Pour lui, les pressions extérieures multiples (politiques et des forces du marché), les avantages fiscaux octroyés aux entreprises multinationales par les régimes précédents sont excessifs avec des exonérations fiscales et douanières qui privent les pays de recettes essentielles pour le développement, la création d’emplois décents et surtout l’amélioration du bien-être des populations locales.
En plus, le Dr Amaïzo note une absence de contrôle des Etats dans la gestion des sites miniers, « souvent dominés par des entreprises étrangères et leurs agents de sécurité, qui fait que ces espaces sont devenus souvent des territoires non africains, et certains bénéficient même de « points francs » ou de « statut diplomatique » ».
« Ces trois Etats entrent d’abord dans une phase de négociation.

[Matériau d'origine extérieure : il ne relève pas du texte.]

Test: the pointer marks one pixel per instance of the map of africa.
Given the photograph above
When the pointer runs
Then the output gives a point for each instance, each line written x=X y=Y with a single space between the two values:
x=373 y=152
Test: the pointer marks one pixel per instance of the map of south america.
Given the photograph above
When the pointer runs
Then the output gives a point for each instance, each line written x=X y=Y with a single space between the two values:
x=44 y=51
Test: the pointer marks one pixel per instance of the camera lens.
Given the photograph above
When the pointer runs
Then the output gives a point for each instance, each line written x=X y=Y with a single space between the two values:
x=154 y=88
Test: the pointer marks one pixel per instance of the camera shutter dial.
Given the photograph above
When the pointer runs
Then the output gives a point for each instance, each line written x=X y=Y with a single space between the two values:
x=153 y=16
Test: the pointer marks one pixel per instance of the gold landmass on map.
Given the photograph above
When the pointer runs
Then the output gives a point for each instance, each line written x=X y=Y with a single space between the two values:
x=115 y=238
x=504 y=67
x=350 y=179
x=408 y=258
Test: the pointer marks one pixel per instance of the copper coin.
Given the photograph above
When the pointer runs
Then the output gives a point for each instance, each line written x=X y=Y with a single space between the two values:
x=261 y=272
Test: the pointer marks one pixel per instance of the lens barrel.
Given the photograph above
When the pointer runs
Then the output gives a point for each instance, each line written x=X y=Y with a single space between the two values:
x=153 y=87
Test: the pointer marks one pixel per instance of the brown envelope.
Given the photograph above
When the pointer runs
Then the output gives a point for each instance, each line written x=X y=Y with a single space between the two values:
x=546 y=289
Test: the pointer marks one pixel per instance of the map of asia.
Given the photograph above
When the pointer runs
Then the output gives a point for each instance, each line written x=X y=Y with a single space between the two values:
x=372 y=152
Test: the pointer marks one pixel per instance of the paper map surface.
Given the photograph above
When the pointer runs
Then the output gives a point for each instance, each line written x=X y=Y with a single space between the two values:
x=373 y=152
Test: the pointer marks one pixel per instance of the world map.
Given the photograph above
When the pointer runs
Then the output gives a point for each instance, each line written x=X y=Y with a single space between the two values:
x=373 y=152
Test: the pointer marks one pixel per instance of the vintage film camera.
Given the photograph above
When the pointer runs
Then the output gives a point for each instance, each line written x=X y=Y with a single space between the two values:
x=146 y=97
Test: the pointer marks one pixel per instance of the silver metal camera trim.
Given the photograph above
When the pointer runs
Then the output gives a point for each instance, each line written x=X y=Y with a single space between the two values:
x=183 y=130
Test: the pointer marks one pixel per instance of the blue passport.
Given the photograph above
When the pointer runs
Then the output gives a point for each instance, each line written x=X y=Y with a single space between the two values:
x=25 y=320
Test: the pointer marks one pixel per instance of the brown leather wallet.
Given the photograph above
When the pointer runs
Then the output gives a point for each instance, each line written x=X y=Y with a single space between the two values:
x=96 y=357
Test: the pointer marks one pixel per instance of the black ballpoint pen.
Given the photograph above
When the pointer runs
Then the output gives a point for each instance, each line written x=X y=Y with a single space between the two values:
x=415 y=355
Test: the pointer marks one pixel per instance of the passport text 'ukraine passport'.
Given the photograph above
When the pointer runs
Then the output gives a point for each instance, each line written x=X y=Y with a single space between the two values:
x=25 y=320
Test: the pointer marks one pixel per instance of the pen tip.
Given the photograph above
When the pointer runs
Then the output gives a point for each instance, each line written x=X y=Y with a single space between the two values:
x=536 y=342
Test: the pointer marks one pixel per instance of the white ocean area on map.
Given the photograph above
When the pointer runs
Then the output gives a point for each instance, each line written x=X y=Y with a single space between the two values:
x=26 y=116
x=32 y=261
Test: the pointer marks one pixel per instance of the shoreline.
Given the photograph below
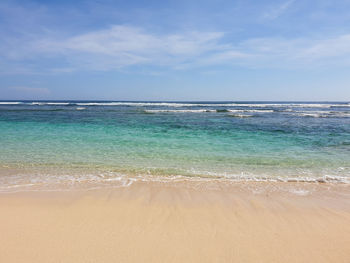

La première des réactions se traduit souvent par une révision approfondie des codes miniers et des codes d’investissement, l’annulation des contrats, la fin des privilèges contractuels, etc. afin de récupérer de manière conjoncturelle au moins une partie des revenus non déclarés, puis négocier les transferts de savoir-faire, de technologies et de coopération future selon des conditions plus équitables et transparentes », déclare-t-il.
Le partage inégal des revenus, une faible fiscalité et les exonérations fiscales abusives, une absence de transfert de technologie et de compétences, une absence de création d’externalité positive conséquente au regard des enjeux financiers ont obligé ces dirigeants à la nationalisation, selon Badi Haidara, Expert en mines et statisticien.
« Dans plusieurs contrats miniers, l’État ne perçoit que 10 à 20 % des revenus issus de l’exploitation minière sous forme de participation minoritaire au capital. Le reste (80 à 90 %) va aux entreprises étrangères qui financent l’exploitation », ajoute-t-il.
Ces nationalisations, avec les reprises des sociétés d’exploitation par les pays, créent des tensions avec les multinationales qui recourent aux tribunaux.